When the news in the U.S. reports things like China’s markets dropping severely this is also the party line of the financial news; everything here in America is fine, the economy is growing, real estate’s coming back, and car sales are at record highs. People are spending money again like they did before the crash and do not see anything wrong with that.
Meanwhile, the government offers near zero percent interest money to the banks to go out and buy up shares of stocks in order to keep the Ponzi scheme going a little while longer. But when people are spending like they did before the crash, once again, this is an important indicator that a crash is imminent. When the markets do decide to drop 200 to 300 points a day the news will tell you the markets are just reacting to the markets in other countries markets. That the U.S. markets are just “realigning” relative to declines elsewhere and are not in trouble. No, they are in trouble.
QUESTION: What should readers take away from this message today?
ANSWER: That you should think about getting all your money out of the markets, out of banks, and any type of security or investment that’s on paper.
QUESTION: Why is this information timely?

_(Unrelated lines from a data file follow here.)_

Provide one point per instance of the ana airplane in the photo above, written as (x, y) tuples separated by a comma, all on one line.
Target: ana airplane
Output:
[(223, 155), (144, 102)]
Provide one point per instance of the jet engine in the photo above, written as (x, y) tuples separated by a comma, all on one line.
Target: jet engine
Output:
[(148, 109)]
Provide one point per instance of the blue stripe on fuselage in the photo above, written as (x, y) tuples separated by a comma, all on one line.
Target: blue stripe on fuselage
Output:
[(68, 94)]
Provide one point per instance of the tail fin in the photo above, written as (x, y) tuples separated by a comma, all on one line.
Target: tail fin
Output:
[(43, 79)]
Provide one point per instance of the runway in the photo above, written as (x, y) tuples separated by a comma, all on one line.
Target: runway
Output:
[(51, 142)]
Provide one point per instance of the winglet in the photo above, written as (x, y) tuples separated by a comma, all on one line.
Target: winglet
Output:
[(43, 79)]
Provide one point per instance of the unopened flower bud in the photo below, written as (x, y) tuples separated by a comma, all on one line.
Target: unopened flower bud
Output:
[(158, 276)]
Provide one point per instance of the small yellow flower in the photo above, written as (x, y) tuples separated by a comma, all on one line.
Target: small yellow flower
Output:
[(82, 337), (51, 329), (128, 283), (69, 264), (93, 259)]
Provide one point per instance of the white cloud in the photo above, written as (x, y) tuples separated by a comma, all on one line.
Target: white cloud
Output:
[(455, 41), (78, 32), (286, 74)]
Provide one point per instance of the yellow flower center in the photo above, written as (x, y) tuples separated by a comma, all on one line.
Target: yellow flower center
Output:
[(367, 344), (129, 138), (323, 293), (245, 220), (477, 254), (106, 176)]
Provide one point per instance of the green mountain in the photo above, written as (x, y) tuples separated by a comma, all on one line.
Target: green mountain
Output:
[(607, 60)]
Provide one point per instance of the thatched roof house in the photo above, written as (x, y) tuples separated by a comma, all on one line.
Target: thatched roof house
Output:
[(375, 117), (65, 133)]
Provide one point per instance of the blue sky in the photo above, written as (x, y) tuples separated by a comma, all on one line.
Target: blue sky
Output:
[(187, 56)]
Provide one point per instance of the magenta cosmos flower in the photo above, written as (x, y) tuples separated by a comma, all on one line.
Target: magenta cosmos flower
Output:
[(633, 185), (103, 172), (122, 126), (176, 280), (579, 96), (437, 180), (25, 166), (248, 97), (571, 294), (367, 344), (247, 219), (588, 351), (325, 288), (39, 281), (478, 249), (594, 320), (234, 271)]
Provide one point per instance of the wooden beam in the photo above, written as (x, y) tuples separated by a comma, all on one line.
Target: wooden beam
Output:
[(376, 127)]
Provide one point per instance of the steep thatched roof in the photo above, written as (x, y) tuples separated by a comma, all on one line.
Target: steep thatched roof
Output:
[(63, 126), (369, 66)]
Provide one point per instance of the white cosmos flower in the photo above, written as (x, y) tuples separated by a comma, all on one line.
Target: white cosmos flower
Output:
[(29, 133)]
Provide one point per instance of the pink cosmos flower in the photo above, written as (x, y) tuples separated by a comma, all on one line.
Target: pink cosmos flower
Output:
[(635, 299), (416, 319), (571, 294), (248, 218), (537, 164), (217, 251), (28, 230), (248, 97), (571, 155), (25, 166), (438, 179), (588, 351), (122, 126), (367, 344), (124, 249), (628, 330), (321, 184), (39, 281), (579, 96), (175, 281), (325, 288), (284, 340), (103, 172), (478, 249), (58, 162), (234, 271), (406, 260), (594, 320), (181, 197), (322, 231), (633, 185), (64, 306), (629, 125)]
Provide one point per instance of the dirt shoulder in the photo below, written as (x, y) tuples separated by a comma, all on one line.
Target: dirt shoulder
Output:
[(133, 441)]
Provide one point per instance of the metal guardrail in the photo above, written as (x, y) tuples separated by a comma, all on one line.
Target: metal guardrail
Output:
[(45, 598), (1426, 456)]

ANSWER: This information is timely because you see people acting just like they did before the last crash and that should be a red flag.

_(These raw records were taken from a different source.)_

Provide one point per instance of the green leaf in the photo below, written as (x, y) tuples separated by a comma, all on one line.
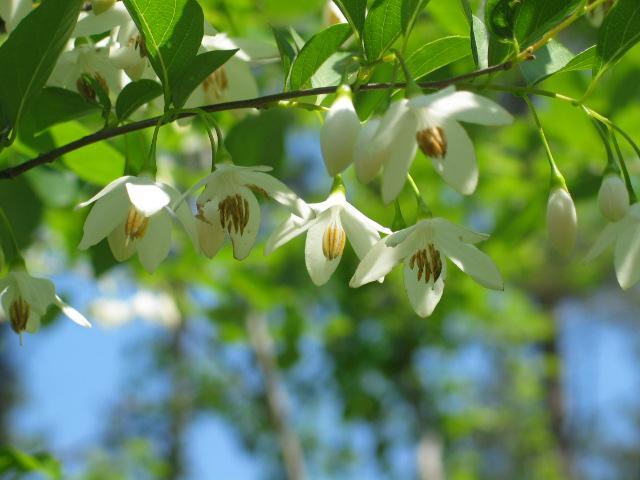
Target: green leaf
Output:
[(437, 54), (134, 95), (536, 17), (197, 71), (55, 105), (28, 56), (382, 27), (315, 52), (354, 11), (549, 59), (173, 31), (619, 32)]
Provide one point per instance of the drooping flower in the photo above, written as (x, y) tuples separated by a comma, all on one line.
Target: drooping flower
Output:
[(25, 299), (328, 226), (134, 214), (625, 236), (613, 198), (339, 132), (562, 220), (430, 122), (228, 207), (423, 249)]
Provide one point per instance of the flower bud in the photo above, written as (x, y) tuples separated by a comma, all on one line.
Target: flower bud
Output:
[(101, 6), (339, 133), (562, 221), (613, 198)]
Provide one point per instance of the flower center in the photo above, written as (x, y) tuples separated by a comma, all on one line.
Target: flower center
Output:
[(428, 262), (234, 214), (433, 142), (333, 241), (216, 84), (136, 225), (19, 314)]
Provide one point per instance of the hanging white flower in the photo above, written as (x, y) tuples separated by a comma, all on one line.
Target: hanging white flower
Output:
[(339, 132), (328, 227), (430, 122), (134, 214), (613, 198), (25, 299), (228, 207), (423, 249), (625, 236), (562, 220)]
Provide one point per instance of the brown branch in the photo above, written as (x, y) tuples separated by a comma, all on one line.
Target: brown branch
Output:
[(260, 102)]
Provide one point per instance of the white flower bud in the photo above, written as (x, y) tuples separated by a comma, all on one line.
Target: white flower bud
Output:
[(101, 6), (613, 198), (562, 221), (339, 133)]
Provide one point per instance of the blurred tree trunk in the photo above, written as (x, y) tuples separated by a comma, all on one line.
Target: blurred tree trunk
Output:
[(277, 401)]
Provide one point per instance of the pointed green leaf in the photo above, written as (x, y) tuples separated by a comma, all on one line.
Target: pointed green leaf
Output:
[(315, 52), (134, 95), (172, 31), (197, 71), (28, 56)]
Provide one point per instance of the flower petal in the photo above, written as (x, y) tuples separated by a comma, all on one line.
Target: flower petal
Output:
[(72, 313), (290, 229), (458, 168), (320, 268), (380, 260), (626, 256), (154, 246), (423, 296), (120, 248), (243, 240), (472, 261), (402, 151), (147, 198), (108, 212)]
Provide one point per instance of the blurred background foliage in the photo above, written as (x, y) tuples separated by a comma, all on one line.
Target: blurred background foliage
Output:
[(481, 390)]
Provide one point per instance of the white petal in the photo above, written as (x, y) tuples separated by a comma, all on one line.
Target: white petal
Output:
[(380, 260), (276, 190), (154, 246), (147, 198), (117, 242), (243, 241), (468, 107), (627, 257), (368, 157), (606, 238), (402, 151), (72, 313), (339, 134), (458, 168), (423, 296), (290, 229), (108, 212), (319, 267), (108, 189), (473, 262)]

QUESTION: How can readers best apply this information to their lives right now?
ANSWER: Did we say, get your money out of the markets and any paper based investment?
COMMENTARY: There is a big difference between how the governments of China and the U.S. react to declining markets. In the case of the U.S., the government is afraid that the powerful bankers will retaliate and threaten to bankrupt the nation. In China, the government is afraid that the people will retaliate by rioting and cause nationwide chaos. No matter what you are afraid of and who will come after you, that doesn’t change the scenario. There will be more countries like Greece collapsing under the pressure of years of their governments borrowing money to prop up their economies and markets. In one country, the people will riot against the government for telling them everything was okay. In the other country, people will riot when they find out that the bankers took off with all their money.